Transit sits in a uniquely difficult spot when it comes to AI adoption. Unlike tech startups that can “move fast and break things,” transit agencies operate under intense public scrutiny, tight budgets, and zero tolerance for service disruptions. Privacy matters. Safety matters. Public trust matters. So when leadership says “we should use AI,” the harder question is: how do we capture AI’s capability while managing the risks that come with it?
The traditional answer has been top-down procurement—buy an enterprise platform, run a multi-year contract, standardize everything. This works for some functions, but it struggles with the specific, localized problems that frontline teams face daily: summarizing a large number of incident reports, answering repetitive internal questions, triaging customer complaints etc. These tasks don’t justify a major software procurement, but they consume real time. And the people closest to the problems rarely get to weigh in during the procurement of the solutions.
The alternative is now possible: frontline staff building their own AI tools. Large language models have lowered the barrier enough that someone without coding experience can create a useful chatbot, automate a reporting task, or build a knowledge assistant in days rather than months. But this path comes with real risks—data leakage, shadow IT fragmentation, inconsistent quality, and no clear ownership when something goes wrong.

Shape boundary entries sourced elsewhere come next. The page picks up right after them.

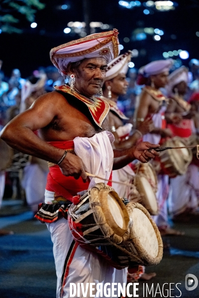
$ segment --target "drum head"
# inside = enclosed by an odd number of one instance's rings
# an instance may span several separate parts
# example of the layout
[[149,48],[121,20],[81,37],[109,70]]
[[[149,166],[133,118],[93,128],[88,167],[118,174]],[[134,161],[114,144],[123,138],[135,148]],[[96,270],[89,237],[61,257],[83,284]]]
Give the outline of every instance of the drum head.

The answer isn’t to pick one approach over the other. It’s to create a governed space where frontline experimentation can happen safely—with clear rules about what data is allowed, what tools are approved, and what “good” looks like—alongside a pathway for the best ideas to graduate into fully supported, enterprise-grade systems. Think of it as structured permission to innovate, with guardrails that protect the public and the agency.
Transit agencies don’t need more AI hype. They need a reliable way to resolve frontline challenges using safe, scalable AI solutions. The agencies that get this right won’t be the ones that move fastest—they’ll be the ones that build a repeatable path from experimentation to production.